Cabot Oil & Gas Corp. (NYSE: COG) was downgraded to Underperform from Buy and the price objective was cut to $21 from $27 (versus a $22.34 close) at Merrill Lynch.

EOG Resources Inc. (NYSE: EOG) was raised to Buy from Neutral with a $125 price objective at Merrill Lynch.

HollyFrontier Corp. (NYSE: HFC) was raised to Buy from Hold and the price target was raised to $38 from $30 (versus a $33.57 close) at Deutsche Bank.

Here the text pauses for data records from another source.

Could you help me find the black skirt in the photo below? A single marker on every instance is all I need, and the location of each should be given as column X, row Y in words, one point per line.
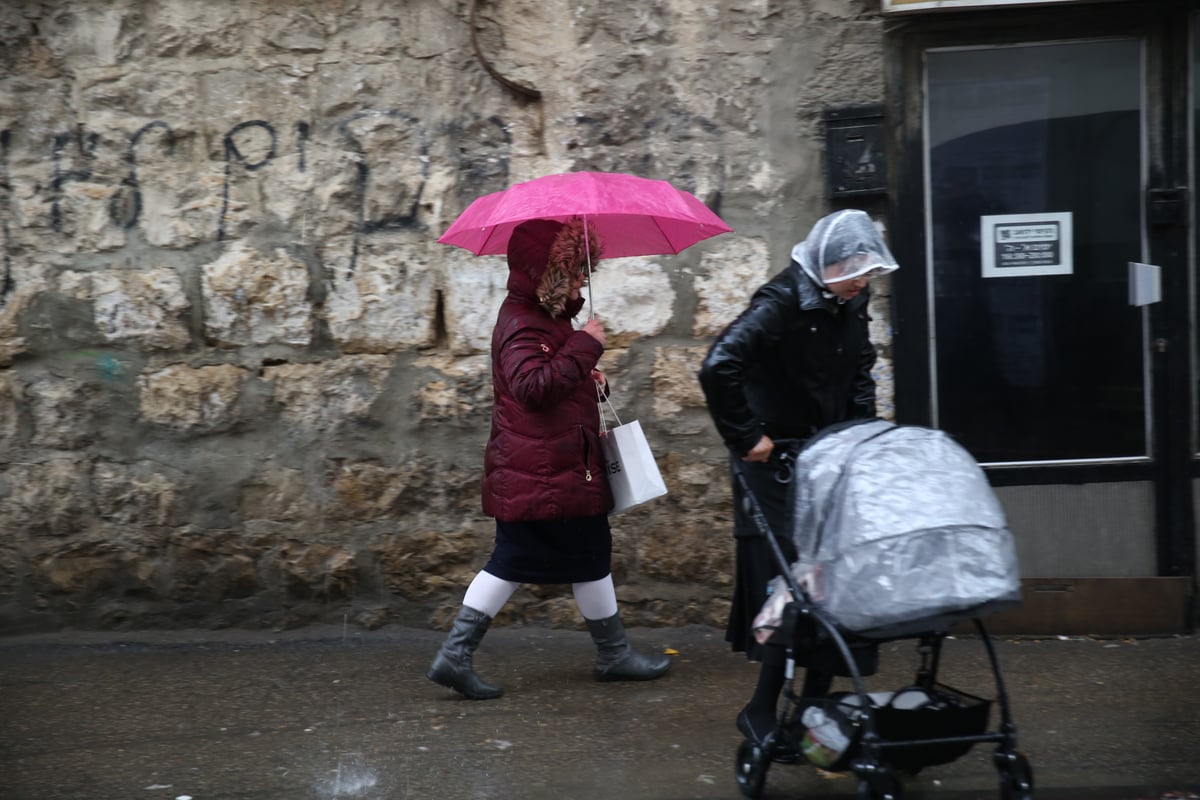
column 755, row 564
column 552, row 551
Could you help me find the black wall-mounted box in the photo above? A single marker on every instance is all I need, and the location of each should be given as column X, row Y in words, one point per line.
column 856, row 151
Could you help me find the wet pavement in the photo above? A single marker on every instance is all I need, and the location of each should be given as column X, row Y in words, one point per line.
column 328, row 713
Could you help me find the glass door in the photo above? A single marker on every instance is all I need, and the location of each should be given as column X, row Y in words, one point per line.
column 1035, row 188
column 1044, row 312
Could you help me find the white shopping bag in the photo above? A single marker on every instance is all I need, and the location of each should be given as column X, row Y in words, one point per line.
column 633, row 474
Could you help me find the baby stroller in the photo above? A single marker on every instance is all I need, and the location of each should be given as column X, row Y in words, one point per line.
column 898, row 536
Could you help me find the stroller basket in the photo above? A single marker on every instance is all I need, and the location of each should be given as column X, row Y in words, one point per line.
column 939, row 729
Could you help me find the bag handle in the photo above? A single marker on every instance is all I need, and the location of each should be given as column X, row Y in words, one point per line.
column 601, row 402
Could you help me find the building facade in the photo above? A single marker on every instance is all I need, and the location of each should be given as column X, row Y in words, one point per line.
column 240, row 383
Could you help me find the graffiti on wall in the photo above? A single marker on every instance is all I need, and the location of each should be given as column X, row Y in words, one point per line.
column 479, row 149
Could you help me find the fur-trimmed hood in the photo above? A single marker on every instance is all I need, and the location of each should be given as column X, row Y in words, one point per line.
column 544, row 256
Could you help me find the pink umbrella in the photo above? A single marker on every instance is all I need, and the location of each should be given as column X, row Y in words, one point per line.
column 631, row 215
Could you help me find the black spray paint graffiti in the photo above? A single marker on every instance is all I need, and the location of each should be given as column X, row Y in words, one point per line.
column 478, row 148
column 87, row 151
column 125, row 206
column 5, row 230
column 233, row 154
column 390, row 222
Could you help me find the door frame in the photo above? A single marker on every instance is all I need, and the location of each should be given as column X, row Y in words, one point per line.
column 1169, row 218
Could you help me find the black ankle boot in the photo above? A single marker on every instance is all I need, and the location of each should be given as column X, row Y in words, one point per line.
column 616, row 660
column 453, row 665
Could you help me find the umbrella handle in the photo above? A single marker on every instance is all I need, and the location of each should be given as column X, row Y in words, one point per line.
column 587, row 250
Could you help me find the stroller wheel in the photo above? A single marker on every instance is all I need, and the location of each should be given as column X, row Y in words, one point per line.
column 751, row 768
column 879, row 785
column 1015, row 776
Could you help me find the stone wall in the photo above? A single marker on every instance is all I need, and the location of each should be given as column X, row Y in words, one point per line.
column 240, row 383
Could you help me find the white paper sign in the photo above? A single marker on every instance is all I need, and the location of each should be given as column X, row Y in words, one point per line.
column 1023, row 245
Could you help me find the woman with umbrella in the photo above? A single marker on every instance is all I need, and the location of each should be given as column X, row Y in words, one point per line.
column 797, row 360
column 544, row 471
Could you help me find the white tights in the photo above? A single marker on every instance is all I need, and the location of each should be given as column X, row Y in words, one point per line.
column 595, row 599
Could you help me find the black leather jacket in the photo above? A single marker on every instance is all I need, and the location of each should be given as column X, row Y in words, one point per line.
column 790, row 365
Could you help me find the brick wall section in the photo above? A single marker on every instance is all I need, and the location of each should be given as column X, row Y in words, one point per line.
column 240, row 383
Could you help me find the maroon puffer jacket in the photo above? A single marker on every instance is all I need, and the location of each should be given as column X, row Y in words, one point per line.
column 544, row 458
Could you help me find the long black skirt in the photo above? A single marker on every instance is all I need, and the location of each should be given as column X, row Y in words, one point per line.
column 552, row 551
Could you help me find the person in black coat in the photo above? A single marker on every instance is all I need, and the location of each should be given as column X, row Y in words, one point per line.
column 797, row 360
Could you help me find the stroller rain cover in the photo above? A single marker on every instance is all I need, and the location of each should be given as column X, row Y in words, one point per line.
column 894, row 524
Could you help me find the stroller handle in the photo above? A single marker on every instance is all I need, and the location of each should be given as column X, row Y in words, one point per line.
column 754, row 510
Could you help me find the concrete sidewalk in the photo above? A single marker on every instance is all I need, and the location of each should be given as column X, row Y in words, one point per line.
column 329, row 713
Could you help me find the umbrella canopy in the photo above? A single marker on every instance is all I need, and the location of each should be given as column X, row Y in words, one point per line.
column 631, row 215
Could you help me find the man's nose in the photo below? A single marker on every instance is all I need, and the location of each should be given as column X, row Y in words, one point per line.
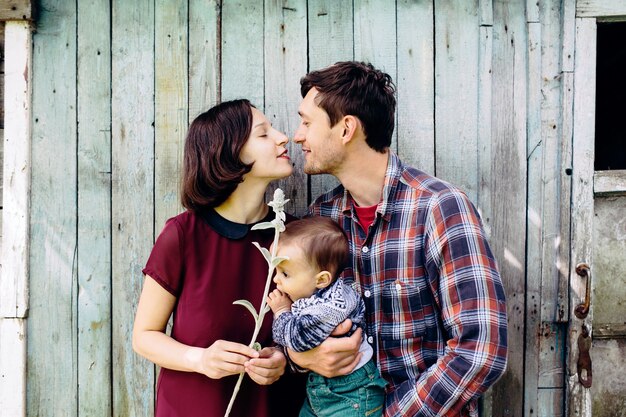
column 298, row 137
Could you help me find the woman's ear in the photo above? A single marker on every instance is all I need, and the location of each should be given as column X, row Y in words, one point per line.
column 323, row 279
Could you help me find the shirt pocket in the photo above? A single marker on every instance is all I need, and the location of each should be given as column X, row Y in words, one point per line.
column 402, row 311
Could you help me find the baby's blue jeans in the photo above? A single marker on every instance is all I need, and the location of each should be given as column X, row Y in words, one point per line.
column 359, row 394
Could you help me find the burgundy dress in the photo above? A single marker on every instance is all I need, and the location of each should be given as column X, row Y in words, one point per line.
column 207, row 262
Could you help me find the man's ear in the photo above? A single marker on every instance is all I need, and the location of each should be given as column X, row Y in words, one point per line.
column 323, row 279
column 349, row 126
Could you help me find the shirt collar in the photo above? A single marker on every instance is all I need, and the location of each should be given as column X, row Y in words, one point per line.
column 227, row 228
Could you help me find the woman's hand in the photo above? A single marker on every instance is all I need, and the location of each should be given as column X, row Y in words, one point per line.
column 221, row 359
column 335, row 356
column 268, row 367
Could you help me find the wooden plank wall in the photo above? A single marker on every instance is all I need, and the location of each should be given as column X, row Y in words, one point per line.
column 480, row 93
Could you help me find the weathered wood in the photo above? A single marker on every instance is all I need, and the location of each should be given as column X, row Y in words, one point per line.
column 535, row 155
column 171, row 106
column 485, row 140
column 508, row 185
column 609, row 265
column 600, row 8
column 204, row 56
column 456, row 86
column 609, row 182
column 16, row 173
column 94, row 208
column 12, row 367
column 579, row 398
column 242, row 51
column 485, row 12
column 52, row 320
column 567, row 126
column 568, row 34
column 375, row 39
column 415, row 85
column 14, row 224
column 285, row 62
column 17, row 10
column 330, row 40
column 132, row 206
column 610, row 331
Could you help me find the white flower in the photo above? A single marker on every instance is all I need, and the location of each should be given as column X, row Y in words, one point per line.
column 278, row 203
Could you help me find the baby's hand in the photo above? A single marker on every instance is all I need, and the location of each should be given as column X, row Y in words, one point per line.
column 279, row 302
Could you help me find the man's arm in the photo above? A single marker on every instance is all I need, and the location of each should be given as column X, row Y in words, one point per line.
column 464, row 277
column 335, row 356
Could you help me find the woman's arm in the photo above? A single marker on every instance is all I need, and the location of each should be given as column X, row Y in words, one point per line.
column 220, row 359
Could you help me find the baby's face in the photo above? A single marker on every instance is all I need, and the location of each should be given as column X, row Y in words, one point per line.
column 295, row 276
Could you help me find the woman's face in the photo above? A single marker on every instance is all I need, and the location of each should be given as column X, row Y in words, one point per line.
column 265, row 149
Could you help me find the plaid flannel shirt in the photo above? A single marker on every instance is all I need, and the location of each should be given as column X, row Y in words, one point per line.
column 435, row 304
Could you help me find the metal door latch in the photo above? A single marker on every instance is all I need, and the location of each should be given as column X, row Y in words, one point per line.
column 584, row 358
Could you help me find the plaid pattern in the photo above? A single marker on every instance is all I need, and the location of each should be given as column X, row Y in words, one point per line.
column 434, row 298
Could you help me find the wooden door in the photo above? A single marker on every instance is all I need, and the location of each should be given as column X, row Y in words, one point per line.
column 597, row 331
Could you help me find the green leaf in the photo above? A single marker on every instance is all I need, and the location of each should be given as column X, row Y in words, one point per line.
column 266, row 309
column 278, row 259
column 247, row 304
column 264, row 225
column 266, row 254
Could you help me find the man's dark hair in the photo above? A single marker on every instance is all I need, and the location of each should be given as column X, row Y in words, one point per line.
column 357, row 89
column 322, row 241
column 212, row 168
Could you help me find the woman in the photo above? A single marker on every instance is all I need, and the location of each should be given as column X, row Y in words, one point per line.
column 203, row 260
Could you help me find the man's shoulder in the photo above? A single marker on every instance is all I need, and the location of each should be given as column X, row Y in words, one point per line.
column 423, row 182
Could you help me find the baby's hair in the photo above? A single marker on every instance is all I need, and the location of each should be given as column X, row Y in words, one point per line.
column 323, row 242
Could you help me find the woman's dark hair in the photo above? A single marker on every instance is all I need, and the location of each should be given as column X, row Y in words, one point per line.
column 357, row 89
column 321, row 240
column 212, row 168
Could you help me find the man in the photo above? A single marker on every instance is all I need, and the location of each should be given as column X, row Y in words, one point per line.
column 435, row 309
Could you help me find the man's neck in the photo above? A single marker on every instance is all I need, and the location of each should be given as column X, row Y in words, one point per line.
column 363, row 175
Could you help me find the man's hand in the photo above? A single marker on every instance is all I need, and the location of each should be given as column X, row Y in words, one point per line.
column 268, row 367
column 279, row 302
column 335, row 356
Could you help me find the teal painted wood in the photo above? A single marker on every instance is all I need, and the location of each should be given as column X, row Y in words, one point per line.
column 549, row 186
column 285, row 62
column 52, row 320
column 242, row 51
column 330, row 40
column 508, row 185
column 171, row 106
column 456, row 93
column 94, row 208
column 375, row 39
column 204, row 61
column 415, row 84
column 132, row 206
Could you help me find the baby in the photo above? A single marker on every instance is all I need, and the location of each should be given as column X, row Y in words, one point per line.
column 309, row 302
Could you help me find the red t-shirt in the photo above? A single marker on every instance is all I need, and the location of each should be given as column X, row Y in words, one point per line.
column 366, row 216
column 207, row 262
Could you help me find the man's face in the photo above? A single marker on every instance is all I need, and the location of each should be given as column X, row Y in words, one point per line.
column 321, row 143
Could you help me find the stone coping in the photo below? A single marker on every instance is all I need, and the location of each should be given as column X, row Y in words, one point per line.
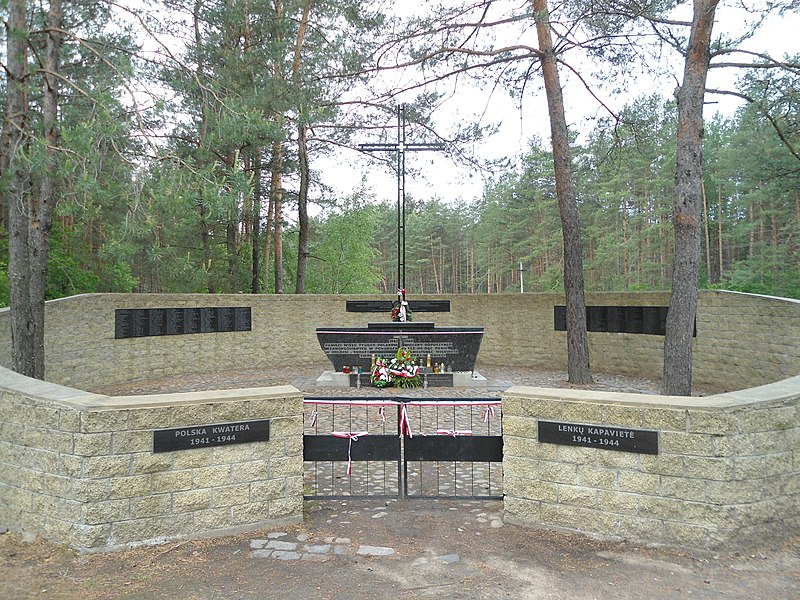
column 781, row 391
column 80, row 400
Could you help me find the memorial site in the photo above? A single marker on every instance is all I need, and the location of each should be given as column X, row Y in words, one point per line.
column 353, row 298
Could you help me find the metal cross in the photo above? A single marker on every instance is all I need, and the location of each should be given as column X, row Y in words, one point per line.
column 401, row 147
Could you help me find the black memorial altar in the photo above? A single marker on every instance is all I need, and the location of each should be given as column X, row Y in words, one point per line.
column 456, row 347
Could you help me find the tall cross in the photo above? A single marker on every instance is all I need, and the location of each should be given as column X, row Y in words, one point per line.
column 401, row 147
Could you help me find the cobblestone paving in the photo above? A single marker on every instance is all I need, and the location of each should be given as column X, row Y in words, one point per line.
column 475, row 516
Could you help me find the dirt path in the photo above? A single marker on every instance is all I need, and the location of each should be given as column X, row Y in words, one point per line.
column 411, row 549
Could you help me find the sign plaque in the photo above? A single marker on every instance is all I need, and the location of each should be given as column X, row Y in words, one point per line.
column 208, row 436
column 622, row 439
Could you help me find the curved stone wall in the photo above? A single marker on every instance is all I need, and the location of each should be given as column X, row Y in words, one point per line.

Marathon Petroleum Corp. (NYSE: MPC) was reiterated as Outperform and the price target was raised to $63 from $55 (versus a $52.93 close) at Credit Suisse. The firm noted that a faster drop down accelerates its potential toward a medium-term sum of the parts analysis of $80, handily above its formal price target.

Nabors Industries Ltd. (NYSE: NBR) was raised to Outperform from Neutral with a $21 price target (versus a $16.81 close) at Credit Suisse.

Occidental Petroleum Corp. (NYSE: OXY) was downgraded to Neutral from Buy at Merrill Lynch. The firm noted that this was reflecting a pull on cash from a disproportionately large dividend that is likely a headwind to relative performance in a rising price environment.

Patterson-UTI Energy Inc. (NASDAQ: PTEN) was raised to Neutral from Underperform at Credit Suisse.

Precision Drilling Corp. (NYSE: PDS) was raised to Neutral from Underperform at Credit Suisse.

Royal Dutch Shell PLC (NYSE: RDS-A) was raised to Outperform from Sector Perform at RBC Capital Markets.

Southwestern Energy Co. (NYSE: SWN) was downgraded to Underperform from Neutral and the price objective was cut to $9 from $16 at Merrill Lynch.

Superior Energy Services Inc. (NYSE: SPN) was raised to Outperform from Neutral and the price target was raised to $21 from $15 (versus a $17.56 close) at Credit Suisse.

U.S. Silica Holdings Inc. (NYSE: SLCA) was removed from Credit Suisse’s U.S. Focus List for the start 2017.

Stifel has also released its select list of top MLP picks for 2017.